Delta Corsi and Assessment of Individual Player Impacts on Possession Accounting for Usage
Statistical analysis of skaters in the NHL (and other hockey leagues) is a difficult and multifaceted process. At this point in the hockey analytics (or #fancystats) community one of the biggest problems with analyzing and assessing hockey play from a possession - and particularly defensive - perspective is tracking which players actually make a significant impact within a given system. Generally this has been tackled by assessing a player's results within the context of their usage, then comparing a variety of statistical metrics to those of their "usage" peers. The best tools available at this point are player usage charts (Vollman), which are now available in a few locations. Metrics have also been devised that consider expected goals (Parkatti) and expected shooting percentage (Pfeffer), and win contributions - i.e. Total Hockey Rating aka THoR (Schuckers and Curro).
The problem one typically finds with trying to analyze players in "context", is that eyeballing context isn't amazingly easy. We all know what tough minutes are generally speaking, i.e. facing top opposition; playing big minutes; starting in your own zone frequently; playing with weaker line-mates, etc. Unfortunately there are implicit assumptions and unfounded impressions floating around that very few people seem to have spent much energy on assessing. Work must be done to determine what combination of various factors have meaningful impacts, thus providing us with a context for interpreting each player's results.
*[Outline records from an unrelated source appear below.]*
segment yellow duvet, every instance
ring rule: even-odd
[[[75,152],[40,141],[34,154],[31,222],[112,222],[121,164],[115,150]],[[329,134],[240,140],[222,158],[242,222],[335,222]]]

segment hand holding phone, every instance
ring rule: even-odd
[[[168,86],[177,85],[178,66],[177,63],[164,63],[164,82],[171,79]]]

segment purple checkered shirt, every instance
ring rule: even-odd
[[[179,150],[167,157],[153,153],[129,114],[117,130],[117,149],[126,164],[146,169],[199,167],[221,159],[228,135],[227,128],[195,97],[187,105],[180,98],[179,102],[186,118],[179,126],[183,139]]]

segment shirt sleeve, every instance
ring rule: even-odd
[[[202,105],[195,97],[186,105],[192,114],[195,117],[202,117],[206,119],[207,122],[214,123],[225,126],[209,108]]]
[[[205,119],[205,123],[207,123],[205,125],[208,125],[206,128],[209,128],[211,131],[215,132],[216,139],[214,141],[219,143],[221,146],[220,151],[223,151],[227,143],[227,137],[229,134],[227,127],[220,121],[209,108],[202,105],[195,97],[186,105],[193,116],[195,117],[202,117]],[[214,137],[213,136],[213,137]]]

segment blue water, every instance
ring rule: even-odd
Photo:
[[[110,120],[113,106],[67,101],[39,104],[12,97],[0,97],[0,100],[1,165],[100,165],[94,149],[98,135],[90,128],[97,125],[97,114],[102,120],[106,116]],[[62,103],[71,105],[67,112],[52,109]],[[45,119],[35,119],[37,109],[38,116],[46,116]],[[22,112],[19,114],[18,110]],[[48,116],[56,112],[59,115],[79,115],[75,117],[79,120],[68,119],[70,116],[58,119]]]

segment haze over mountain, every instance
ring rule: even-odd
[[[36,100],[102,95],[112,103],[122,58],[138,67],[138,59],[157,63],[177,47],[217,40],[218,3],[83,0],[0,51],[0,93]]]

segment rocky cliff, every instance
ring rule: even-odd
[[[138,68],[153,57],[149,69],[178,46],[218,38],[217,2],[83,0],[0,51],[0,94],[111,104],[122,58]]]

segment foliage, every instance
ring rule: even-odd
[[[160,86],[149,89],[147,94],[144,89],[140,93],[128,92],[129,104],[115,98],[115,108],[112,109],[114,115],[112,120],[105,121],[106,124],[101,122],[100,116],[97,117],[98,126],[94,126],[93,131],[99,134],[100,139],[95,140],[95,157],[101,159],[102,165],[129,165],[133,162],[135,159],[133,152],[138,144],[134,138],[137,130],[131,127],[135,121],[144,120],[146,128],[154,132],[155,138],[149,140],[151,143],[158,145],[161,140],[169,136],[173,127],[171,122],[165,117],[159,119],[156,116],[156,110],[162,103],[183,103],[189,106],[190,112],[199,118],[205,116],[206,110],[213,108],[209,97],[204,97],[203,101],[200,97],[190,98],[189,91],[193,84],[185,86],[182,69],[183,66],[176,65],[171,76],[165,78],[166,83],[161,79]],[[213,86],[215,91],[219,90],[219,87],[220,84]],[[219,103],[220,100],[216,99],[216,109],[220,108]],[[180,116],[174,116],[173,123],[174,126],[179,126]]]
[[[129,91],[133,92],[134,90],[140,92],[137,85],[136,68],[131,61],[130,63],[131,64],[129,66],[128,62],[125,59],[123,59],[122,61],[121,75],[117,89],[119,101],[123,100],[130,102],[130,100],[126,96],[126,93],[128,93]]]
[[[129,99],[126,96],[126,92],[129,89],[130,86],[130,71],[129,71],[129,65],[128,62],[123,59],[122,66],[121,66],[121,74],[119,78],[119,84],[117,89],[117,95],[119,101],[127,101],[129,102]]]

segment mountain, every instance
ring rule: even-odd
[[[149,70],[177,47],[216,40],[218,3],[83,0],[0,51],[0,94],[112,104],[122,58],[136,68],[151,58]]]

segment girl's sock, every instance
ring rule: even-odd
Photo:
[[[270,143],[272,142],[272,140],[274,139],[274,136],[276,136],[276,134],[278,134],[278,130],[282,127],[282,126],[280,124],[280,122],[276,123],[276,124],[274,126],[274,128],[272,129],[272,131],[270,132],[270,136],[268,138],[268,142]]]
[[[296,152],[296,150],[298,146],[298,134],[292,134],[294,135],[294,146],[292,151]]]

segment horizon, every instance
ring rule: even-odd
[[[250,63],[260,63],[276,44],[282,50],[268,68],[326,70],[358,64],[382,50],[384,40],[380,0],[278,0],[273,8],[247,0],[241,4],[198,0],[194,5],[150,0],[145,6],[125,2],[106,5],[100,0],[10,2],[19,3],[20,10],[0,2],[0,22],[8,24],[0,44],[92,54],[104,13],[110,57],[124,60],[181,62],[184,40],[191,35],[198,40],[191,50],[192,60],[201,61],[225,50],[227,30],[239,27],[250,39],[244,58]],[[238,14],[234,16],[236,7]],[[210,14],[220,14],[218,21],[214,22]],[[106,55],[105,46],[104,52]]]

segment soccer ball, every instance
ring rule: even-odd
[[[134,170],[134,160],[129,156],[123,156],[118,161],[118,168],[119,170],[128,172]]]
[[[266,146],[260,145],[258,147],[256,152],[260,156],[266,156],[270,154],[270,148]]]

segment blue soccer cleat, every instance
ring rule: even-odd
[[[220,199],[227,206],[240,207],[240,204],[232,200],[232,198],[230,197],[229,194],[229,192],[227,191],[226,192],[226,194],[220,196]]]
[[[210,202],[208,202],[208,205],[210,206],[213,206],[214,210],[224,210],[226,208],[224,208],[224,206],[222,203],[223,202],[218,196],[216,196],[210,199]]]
Following a number of rough forays into modelling impacts based on context, I decided that a multi-variate linear regression would be an effective means to predict what Corsi results a given player should expect based on their usage. As a means of assessing usage, a series of variables were correlated to a player's 5v5 Corsi. "Usage" in this instance is determined through weighting a number of factors, which implicitly are beyond an individual skater's control during the course of play, that may impact upon their Corsi results.
In an effort to determine a skater's personal impact on shot based possession metrics (Corsi) I conducted a multi-variate linear regression using R to assess the player's Expected Corsi For and Expected Corsi Against. The residuals (differential) between the Expected Corsi For and observed Corsi For and the Expected Corsi Against and observed Corsi Against are then combined into a single dCorsi (delta Corsi) score. This dCorsi value represents the seasonal average level above or below Expected Corsi a player has produced for every 20 minutes of 5v5 game play in a given season when usage is taken into account.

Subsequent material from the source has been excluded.